Energy Myths: What do Canadians think they know about Electricity
Over the course of this month, the Abacus Insider has been focused on topics related to energy. Last week, David wrote about Canadian’s positive and negative perceptions of various forms of energy generation based on an Abacus Data national poll conducted in September. Although, as David pointed out, Canadians had a relatively clear perceptual hierarchy of various means of energy generation in terms of environmental impact, there was less clarity in terms of cost and impact on health and safety.
In the survey, respondents were asked to rank a range of different power generation methods from most to least expensive and environmentally friendly – the results are shown in the table below in the form of mean scores for each energy type. Scores closer to one were ranked higher, while scores closer to seven were ranked lower.
The interesting finding here, particularly on the issue of cost, was the lack of differentiation between mean scores. When asked about how expensive each method of generating electricity was, there was almost no consensus amongst Canadians. Many of the decisions we make in our lives are influenced by actual or perceived costs; from the simple choice of which brand of cereal to buy, right through to opinions on major public policy issues like health care and education, our perception of costs help to inform our points of view.

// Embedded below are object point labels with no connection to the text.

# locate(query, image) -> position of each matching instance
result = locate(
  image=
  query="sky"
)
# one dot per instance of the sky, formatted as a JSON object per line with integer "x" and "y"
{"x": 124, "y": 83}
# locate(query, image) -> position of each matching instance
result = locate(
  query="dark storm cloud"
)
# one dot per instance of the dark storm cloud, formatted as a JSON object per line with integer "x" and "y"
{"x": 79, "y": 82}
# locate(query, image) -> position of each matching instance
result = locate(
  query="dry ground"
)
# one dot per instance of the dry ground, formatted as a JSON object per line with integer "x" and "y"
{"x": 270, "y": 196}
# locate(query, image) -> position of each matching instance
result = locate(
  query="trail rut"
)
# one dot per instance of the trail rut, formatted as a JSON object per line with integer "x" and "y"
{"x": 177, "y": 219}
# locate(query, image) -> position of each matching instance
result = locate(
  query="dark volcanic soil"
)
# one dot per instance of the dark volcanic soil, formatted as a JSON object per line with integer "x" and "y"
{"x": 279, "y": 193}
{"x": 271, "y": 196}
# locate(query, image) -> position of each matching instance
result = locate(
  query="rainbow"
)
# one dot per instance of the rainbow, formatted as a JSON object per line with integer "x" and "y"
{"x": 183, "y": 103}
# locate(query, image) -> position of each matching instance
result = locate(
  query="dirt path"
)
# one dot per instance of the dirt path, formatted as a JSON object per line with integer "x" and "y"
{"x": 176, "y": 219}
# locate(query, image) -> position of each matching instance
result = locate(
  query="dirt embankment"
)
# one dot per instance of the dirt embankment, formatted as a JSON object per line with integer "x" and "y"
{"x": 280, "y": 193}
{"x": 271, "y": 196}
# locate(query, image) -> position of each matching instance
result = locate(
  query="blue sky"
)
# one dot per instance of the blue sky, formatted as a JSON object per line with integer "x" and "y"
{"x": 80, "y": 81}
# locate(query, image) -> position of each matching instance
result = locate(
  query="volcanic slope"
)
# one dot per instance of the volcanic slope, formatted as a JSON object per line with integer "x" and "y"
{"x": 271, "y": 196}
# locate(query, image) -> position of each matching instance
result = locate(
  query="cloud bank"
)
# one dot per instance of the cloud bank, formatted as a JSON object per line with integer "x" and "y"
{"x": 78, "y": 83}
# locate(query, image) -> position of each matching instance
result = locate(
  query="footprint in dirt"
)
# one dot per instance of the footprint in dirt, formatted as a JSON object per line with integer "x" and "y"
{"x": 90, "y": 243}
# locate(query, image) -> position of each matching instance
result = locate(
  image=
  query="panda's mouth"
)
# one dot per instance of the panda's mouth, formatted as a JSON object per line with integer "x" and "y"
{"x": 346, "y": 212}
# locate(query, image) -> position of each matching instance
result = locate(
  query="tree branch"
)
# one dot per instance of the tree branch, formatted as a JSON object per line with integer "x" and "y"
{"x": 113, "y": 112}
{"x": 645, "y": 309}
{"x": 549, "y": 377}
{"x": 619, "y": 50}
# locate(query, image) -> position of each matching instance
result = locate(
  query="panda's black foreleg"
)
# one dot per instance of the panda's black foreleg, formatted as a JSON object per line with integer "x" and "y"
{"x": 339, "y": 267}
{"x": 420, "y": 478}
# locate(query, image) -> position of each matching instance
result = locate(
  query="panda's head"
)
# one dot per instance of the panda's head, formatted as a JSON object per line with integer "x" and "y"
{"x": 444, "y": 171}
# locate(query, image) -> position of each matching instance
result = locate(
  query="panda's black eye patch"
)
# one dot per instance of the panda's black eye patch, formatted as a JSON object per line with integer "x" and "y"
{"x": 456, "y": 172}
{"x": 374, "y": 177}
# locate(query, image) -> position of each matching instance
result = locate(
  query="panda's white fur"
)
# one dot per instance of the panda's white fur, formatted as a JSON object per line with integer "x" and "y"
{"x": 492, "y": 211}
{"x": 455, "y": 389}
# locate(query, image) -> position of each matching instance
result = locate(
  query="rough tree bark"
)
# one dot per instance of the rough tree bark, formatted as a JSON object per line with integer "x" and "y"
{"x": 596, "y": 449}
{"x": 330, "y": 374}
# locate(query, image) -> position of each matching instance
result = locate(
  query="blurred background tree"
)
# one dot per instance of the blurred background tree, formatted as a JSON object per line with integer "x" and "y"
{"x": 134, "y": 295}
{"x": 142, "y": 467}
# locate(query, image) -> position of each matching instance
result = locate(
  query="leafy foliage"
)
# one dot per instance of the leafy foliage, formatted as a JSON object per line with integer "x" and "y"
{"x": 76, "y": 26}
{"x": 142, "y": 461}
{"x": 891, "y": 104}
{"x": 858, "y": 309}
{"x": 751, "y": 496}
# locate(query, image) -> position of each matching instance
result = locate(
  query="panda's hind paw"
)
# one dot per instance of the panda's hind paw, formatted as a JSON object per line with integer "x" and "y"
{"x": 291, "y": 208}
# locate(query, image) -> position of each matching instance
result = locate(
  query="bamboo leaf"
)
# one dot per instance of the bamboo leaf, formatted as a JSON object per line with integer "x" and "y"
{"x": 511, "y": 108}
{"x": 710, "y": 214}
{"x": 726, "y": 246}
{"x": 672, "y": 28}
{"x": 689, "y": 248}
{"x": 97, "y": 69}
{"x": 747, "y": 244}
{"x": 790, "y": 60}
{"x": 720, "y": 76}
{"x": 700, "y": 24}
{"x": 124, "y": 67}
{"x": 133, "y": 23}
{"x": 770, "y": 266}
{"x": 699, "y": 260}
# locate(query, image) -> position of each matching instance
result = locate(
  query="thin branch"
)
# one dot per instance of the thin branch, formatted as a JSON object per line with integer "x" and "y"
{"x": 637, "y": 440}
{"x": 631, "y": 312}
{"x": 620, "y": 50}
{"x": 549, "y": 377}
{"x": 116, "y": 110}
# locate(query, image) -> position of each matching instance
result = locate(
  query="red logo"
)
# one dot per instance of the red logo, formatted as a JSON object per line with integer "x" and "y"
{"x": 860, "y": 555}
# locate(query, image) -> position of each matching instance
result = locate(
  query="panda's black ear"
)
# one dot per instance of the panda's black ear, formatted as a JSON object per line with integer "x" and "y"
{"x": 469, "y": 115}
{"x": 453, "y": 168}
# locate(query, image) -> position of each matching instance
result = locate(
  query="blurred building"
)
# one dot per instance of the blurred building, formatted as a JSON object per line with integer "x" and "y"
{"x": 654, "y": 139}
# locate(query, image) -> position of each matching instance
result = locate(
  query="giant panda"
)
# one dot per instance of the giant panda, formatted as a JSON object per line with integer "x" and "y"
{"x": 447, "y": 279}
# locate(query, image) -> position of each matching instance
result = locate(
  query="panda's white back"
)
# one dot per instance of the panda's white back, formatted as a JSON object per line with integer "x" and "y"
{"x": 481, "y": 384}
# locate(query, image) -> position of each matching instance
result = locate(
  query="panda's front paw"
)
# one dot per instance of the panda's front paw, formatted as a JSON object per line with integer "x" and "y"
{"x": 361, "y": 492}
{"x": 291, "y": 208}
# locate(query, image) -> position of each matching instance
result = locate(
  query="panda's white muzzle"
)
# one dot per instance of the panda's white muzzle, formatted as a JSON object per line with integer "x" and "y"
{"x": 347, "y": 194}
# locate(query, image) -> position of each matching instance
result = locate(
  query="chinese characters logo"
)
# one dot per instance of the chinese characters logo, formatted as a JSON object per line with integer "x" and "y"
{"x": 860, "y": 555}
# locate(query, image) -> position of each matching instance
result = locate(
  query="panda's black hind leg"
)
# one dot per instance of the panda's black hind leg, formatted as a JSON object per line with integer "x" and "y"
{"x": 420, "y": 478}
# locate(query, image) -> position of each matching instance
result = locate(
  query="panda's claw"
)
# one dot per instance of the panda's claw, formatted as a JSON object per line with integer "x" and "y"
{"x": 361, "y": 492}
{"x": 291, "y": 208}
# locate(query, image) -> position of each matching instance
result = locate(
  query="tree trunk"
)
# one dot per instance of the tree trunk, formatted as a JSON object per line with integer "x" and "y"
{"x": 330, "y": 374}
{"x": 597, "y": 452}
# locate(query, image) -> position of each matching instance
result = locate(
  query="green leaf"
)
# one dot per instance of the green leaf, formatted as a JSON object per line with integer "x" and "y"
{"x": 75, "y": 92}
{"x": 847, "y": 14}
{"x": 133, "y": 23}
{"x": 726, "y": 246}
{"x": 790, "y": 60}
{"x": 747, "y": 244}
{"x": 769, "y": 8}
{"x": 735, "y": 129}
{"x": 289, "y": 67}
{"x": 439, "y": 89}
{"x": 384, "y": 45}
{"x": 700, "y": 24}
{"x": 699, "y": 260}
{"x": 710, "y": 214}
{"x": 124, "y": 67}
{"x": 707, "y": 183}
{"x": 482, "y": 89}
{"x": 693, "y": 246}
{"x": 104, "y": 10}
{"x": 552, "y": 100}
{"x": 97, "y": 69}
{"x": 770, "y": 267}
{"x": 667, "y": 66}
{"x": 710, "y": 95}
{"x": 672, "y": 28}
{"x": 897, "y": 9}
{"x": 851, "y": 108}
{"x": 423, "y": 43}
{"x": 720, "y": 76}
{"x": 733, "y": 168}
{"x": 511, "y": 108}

Although the average Canadian may not be expected to know the relative cost differences between means of power generation, or even the environmental impact (note that Canadians ranked nuclear and coal as having nearly identical environmental impacts), these findings led me to consider what else Canadians may not know about when it comes to electricity.
Think about some of the headlines related to energy you may have seen recently. Things like: ‘nuclear power is dangerous’, ‘clean coal really is clean’, ‘wind farms are expensive and disruptive’, or ‘ethanol fuel is the way of the future’. Are any of these statements true? In an era where virtually everything we do or use as a society depends on electricity to some degree, many of us are woefully unaware of the details.
Discovery Channel subsidiary HowStuffWorks.com and Popular Mechanics Online have both done great jobs of putting together lists of some of the most popular myths related to trending topics in energy and electricity (links open in a new tab or window):
Both are brief, entertaining reads. With Canada an important player in the global natural resources and energy markets, our energy production is almost inextricably linked with political policy and debate. Sustainable energy is not only an enticing goal but also, in many respects, a key to our economic and social futures. In that light, there’s value in being just as careful about hype as about criticism.
The survey was conducted online with 1,600 respondents in English and French using an internet survey programmed and collected by Abacus Data. A random sample of panelists was invited to participate in the survey from a representative panel of Canadians. The survey was completed from Aug 30 to Sept 4, 2013.
Since the online survey was not a random, probability based sample, a margin of error could not be calculated. The Marketing Research and Intelligence Association prohibits statements about margins of sampling error or population estimates with regard to most online panels.
The margin of error for a probability-based random sample of 1,600 respondents using a probability sample is +/- 2.5%, 19 times out of 20.
The data was weighted according to census data to ensure that the sample matched Canada’s population according to age, gender, education level, and region.
These questions were posed as part of the Abacus Data monthly Omnibus survey.